Body and identity, metamorphosis and sexuality, but also the social identity of art are the guidelines to QUEER/SCHRÄG.
Pier Giorgio de Pinto (1968), with his video work Clear Skies & Dark Skies (2007-2008) – inspired by the eponymous musical track and lyrics on the album Chemism by Massimo & Pierce – uses a flashback to review the tormented existence and sudden death of Jhonn Balance, co-founder and driving force behind the experimental musical group Coil. A video narrative that adopts an avant-garde slant where it tackles such themes as (homo)sexuality, spirituality, life and death and other universal aspects of human existence, it is a tribute to a strong, emblematic personality, free, ingenious and self-destructive, whose life De Pinto puts back together in a handful of rigorously sequential, yet intense, images.

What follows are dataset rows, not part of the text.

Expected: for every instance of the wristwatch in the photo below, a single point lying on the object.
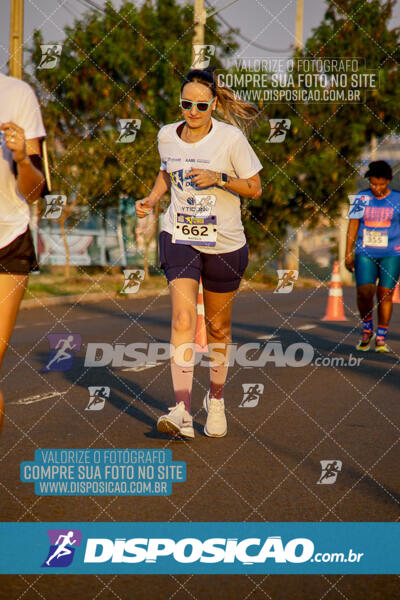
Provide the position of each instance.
(223, 179)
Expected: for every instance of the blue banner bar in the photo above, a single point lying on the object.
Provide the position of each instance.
(204, 548)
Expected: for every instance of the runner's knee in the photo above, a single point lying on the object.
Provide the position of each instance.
(366, 292)
(183, 320)
(219, 328)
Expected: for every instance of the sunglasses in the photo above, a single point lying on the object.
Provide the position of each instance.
(201, 106)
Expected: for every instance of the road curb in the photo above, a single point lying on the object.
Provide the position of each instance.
(83, 298)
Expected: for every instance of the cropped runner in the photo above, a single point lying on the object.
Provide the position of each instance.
(374, 238)
(21, 182)
(208, 164)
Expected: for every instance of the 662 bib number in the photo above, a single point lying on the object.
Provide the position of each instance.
(196, 231)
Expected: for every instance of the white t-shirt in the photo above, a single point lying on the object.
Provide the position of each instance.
(18, 103)
(224, 149)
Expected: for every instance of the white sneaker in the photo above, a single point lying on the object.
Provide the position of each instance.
(216, 421)
(177, 423)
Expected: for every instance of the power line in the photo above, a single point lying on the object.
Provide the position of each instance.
(250, 42)
(91, 4)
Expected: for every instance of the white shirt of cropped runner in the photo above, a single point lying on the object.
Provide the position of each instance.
(18, 103)
(224, 149)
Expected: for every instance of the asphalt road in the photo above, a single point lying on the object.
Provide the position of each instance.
(267, 467)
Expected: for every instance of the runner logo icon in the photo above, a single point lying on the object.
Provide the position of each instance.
(63, 543)
(286, 277)
(133, 279)
(62, 351)
(54, 206)
(358, 203)
(128, 130)
(98, 396)
(330, 470)
(251, 394)
(50, 55)
(202, 55)
(279, 129)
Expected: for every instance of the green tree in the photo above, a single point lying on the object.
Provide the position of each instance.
(310, 175)
(119, 64)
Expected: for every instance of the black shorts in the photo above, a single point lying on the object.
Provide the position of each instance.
(218, 272)
(19, 257)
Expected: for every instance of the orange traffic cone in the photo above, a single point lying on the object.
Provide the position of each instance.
(335, 307)
(396, 294)
(201, 332)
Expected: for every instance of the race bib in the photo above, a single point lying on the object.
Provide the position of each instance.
(196, 231)
(375, 239)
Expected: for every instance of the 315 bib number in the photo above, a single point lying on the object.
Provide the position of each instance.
(196, 231)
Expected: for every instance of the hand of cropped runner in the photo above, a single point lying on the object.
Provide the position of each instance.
(203, 177)
(14, 138)
(143, 207)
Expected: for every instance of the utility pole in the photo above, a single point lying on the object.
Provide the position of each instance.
(16, 38)
(298, 34)
(293, 237)
(199, 20)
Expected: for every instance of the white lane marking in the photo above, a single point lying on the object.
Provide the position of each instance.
(64, 321)
(143, 367)
(38, 398)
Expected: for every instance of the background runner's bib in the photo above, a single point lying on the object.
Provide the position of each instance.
(224, 149)
(379, 229)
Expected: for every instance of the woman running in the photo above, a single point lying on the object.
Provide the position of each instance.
(375, 238)
(208, 164)
(21, 181)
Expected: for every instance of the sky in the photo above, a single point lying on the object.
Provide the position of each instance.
(270, 23)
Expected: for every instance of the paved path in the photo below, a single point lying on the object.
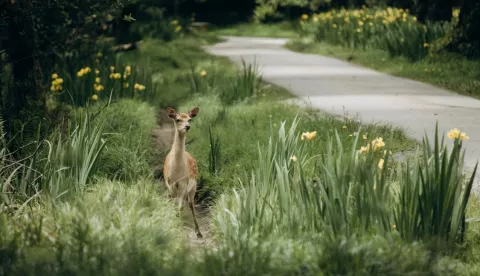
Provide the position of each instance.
(335, 86)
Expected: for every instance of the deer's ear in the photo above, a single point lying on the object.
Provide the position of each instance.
(171, 112)
(193, 112)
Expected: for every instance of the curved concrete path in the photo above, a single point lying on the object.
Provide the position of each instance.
(336, 87)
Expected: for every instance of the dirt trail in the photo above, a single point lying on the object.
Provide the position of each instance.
(163, 136)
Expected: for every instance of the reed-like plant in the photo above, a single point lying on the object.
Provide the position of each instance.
(434, 193)
(215, 153)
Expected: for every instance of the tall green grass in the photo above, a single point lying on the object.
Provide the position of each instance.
(393, 30)
(65, 163)
(347, 193)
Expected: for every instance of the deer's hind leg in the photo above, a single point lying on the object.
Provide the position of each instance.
(191, 203)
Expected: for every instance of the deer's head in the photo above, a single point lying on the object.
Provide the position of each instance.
(182, 120)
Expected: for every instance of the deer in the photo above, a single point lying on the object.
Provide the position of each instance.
(180, 169)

Raging Balls (2008) is the work shown by Oreet Ashery, with which the author pays a tribute to the artist David Wojnarowicz (1954-1992), who died of AIDS after making a reputation in the eighties for a long diatribe about how the problems related to the pathology were being managed by the American government, whose institutional responsibility went well beyond exclusively medical aspects. The Israeli artist re-elaborates the dialectic approach applied by Wojnarowicz, comparing the themes he adopted at the time against a more ample and contemporary model of history. Racial, sexual, political and religious senses of belonging, the human being's legality, the concept of margin and of emargination and a strong attempt to force the institutional majority onto the margins of humanity are the themes developed by Ashery.
The human body's imagery and fleeting ambition are the focus of the photographic works expressed by Stefano Scheda (1957). A series of photographic prints of nude female and male bodies, printed on sheets of ordinary paper, are piled up and rolled up at random, like so many off-cuts of skin, at different heights and fixed with clips. This enables the artist from Bologna to recreate new corporal and sexual identities; beauty or seduction, grotesque, polymorphous shapes, androgynous and sensual. The reference to photographic film as skin – or as the body in general – as a container and a fleeting locus of the identity, constitutes one of Scheda's themes and dominant obsessions.
The presence of two young artists at the CACT is fundamental: they are Daniela Droz and Marco Villani, although the latter was already introduced by us in the publication The Body of Evidence: Imprisonment.
Daniela Droz (1982) is showing three large-format photographs about the topic of voluntary mut(il)ations of the body and about metamorphoses in the concepts of code of identity, entitled Pain Makes You Beautiful (ecal 2008), while Marco Villani (1973) is showing for the first time his video installation entitled Lexotan Poem (2008), a poetic photographic-film commentary about his experience as a young and sometimes obscure man, interspersing takes from Super 8 films he shot when he was a boy into his analysis as an adult.